Lower Mosel: Haehn (von Schleinitz estate), Heddesdorf, Ratzenberger, Weingart, Weiler.

Saar: von Hoeval, Johann Koch, Egon Mueller, Dr. Wagner, Zilliken (Forstmeister Geltz estate).

Ruwer: Deinhard, Geiben (Karlsmuehle, von Schubert (Maximin Gruenhaus estate), Karthaueserhof.

Recommended wines available locally: Deinhard 1988 Bernkasteler Badstube Riesling Kabinett ($10-$12; Kobrand); Selbach-Oster 1987 Zeltner Sonnenuhr Riesling Kabinett ($8-$10; Terry Theise Selections/DOPS); Schimper 1989 Braunenberger Klostergarten Riesling Halbtrocken ($6-$7; Terry Theise Selections/DOPS); Dr. Wagner 1988 Ockfener Bockstein Riesling Kabinett ($8-$10; Chapin Cellars/Handpicked Selections); von Schleinitz 1988 Koberner Uhlen Riesling Kabinett ($6-$7; Terry Theise Selections/DOPS).

Nahe Perhaps the best buy in Germany, the wines of the Nahe fall between the Rheingau and Mosel in style, with much of the power of the former and the raciness of the latter. Wines from famous vineyards in the Nahe sell for a fraction of the price of the better known Mosels and Rheingaus. Supplies are short for some of the Nahe's at this time -- if you spot a bottle or two of the fabulous Staatsdomaine or Crusius wines, snap them up.

Recommended producers: Crusius, Doennhoff, Hehner-Kiltz, Petri-Essling, Rapp, Winzergenossenschaft, Rheingrafenberg, Salm- Dalberg (Schloss Wallhausen estate), Jakob Schneider, Staatsdomaine.

Recommended wines available locally: Salm-Dalberg 1988 Wallhaeser Muehlenberg Riesling Kabinett ($7; Valckenberg/Pearsons); Petri-Essling 1986 Monzinger Fruehlingsplaetzchen Riesling Kabinett ($6-$7; Terry Theise Selections/DOPS).

Rheinhessen Nierstein has the best vineyards of Rheinhessen, the wines having a distinctive flavor of smoked meat. Ripeness levels run high here compared with the rest of Germany, so Kabinetts and other light wines are less common.

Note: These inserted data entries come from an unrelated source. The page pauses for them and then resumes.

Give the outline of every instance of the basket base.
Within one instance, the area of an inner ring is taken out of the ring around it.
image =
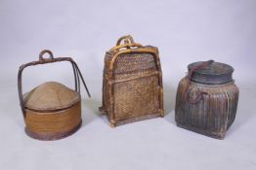
[[[215,139],[220,139],[220,140],[223,140],[225,138],[225,134],[226,134],[226,133],[221,132],[221,131],[220,132],[206,131],[206,130],[203,130],[203,129],[198,129],[198,128],[192,127],[191,125],[181,124],[181,123],[177,123],[177,126],[184,128],[184,129],[187,129],[187,130],[193,131],[193,132],[198,133],[198,134],[202,134],[202,135],[205,135],[205,136],[208,136],[208,137],[211,137],[211,138],[215,138]]]
[[[110,122],[110,127],[115,127],[119,125],[124,125],[136,121],[142,121],[146,119],[155,119],[155,118],[162,118],[163,116],[156,113],[156,114],[149,114],[149,115],[144,115],[136,118],[130,118],[127,119],[122,119],[122,120],[115,120],[114,122]]]
[[[43,133],[43,132],[34,132],[34,131],[30,131],[27,127],[24,128],[25,133],[33,138],[33,139],[38,139],[38,140],[42,140],[42,141],[54,141],[54,140],[59,140],[59,139],[63,139],[65,138],[67,136],[70,136],[71,134],[75,133],[82,124],[82,120],[76,125],[74,126],[72,129],[65,131],[65,132],[57,132],[57,133]]]

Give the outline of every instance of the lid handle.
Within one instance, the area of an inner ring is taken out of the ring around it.
[[[124,42],[123,44],[122,41]],[[117,40],[116,46],[110,49],[110,51],[120,51],[120,49],[131,49],[131,48],[141,48],[142,45],[134,43],[133,37],[131,35],[122,36]]]
[[[50,57],[49,59],[54,59],[54,54],[53,54],[53,52],[52,52],[51,51],[49,51],[49,50],[44,50],[44,51],[42,51],[39,53],[39,60],[40,60],[40,61],[46,59],[46,58],[43,57],[43,55],[44,55],[45,53],[48,53],[48,54],[49,54],[49,57]]]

Recommended producers: Brueder Dr. Becker, Gysler, Ohler, Freiherr Heyl, G.A. Schneider, Strub, Seidel-Dudenhoefer.

Recommended wines available locally: Gysler 1988 Weinheimer Mandelberg Riesling Kabinett ($5-$6; Terry Theise Selections/DOPS); Freiherr Heyl 1988 Niersteiner Auflangen Riesling Kabinett Trocken ($8; Valckenberg/Pearson's).

Rheinpfalz Many of the best of the lighter wines are bottled in full liter bottles in the Rheinpfalz, often at very attractive prices. Wines tend to be rich and earthy, with generous fruit.

Recommended producers: Bassermann-Jordan, Buerklin-Wolf, Koehler-Rupprecht, F. Kimich, Lingenfelder, Messmer, Mueller- Catoir, Neckerauer, W. Spindler, Pfeffingen, Werle, Winzergenossenschaft Hohenburg.

Recommended wines available locally: Kimich 1988 Deidesheimer Herrgottsacker Riesling Kabinett ($7-$9; Chapin Cellars/Handpicked Selections); Mueller-Catoir 1987 Gimmeldinger Meerspinne Riesling Kabinett ($8/liter bottle; Terry Theise Selections/Pearson's).

Ben Giliberti is a Washington freelancer who writes regularly about wine.